Recuerdo que durante mi etapa de
estudiante viví un episodio que condicionaría definitivamente mi relación con
la política.
El profesorado contratado se había
declarado en huelga indefinida y aproximándose el final de curso el conflicto
no apuntaba ninguna solución. Los estudiantes, reunidos en asamblea permanente
dirigida por miembros de los partidos de izquierda entonces ilegales, optaron
por ocupar las facultades en señal de apoyo a los docentes y en protesta
contra la administración. A fin de sobrellevar el encierro se montaron comisiones
que se dedicaban a colectar dinero para costear el alimento de los encerrados,
la limpieza del edificio, material de publicidad, etc. Recuerdo que siempre se
comía y se cenaba lo mismo: un bocadillo de jamón de York con queso.
Integraba yo, representante de primer
curso, el grupo que se presentó ante el Decano de la Universidad para
parlamentar sobre la situación. Cuando salimos de la reunión ya se había hecho
el reparto de la comida del mediodía, pero, como vocales del pueblo llano,
tuvimos derecho a ser atendidos en el aula-almacén de alimentos.

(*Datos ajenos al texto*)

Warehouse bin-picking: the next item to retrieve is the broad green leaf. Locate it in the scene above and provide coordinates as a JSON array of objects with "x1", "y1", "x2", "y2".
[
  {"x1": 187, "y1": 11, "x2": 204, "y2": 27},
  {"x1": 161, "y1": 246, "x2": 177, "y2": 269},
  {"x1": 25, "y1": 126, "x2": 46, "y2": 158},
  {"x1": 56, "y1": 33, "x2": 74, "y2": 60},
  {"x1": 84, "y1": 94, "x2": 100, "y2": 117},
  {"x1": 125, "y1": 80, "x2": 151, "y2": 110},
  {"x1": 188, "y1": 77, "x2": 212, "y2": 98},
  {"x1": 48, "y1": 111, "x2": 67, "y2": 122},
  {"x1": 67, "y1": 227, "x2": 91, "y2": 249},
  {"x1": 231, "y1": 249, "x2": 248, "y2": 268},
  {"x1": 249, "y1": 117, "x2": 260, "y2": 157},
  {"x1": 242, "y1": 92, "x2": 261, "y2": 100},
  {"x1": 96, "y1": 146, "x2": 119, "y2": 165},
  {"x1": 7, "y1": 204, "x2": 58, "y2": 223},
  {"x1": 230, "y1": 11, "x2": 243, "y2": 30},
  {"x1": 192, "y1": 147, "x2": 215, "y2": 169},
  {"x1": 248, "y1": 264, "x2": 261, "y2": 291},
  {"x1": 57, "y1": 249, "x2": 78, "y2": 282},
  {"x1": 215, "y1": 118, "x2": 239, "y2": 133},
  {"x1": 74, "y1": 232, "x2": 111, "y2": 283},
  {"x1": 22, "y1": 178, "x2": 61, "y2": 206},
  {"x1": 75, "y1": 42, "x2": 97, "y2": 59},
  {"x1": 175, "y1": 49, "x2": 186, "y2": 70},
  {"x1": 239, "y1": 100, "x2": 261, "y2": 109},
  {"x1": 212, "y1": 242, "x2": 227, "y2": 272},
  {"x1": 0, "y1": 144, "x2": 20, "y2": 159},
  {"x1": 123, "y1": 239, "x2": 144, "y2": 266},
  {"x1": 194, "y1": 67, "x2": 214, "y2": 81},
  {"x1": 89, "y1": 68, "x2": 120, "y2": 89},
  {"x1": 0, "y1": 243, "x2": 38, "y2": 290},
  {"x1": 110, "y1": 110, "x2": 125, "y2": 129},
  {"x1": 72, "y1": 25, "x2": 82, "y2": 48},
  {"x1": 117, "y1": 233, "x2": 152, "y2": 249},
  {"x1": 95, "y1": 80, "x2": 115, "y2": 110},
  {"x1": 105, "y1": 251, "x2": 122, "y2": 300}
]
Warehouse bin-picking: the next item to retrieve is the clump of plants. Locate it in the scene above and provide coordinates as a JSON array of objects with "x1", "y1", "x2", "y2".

Y allí, en medio de tanto discurso
político, comprobé que además de los previsibles kilos de pan, jamón de York y
queso, se escondían otros alimentos más exquisitos y más caros que nunca entraban
en los repartos. Me llamó la atención un paquete de galletas rellenas de
chocolate de la marca “Príncipe”. Un buen nombre para los que postulaban una
República igualitaria.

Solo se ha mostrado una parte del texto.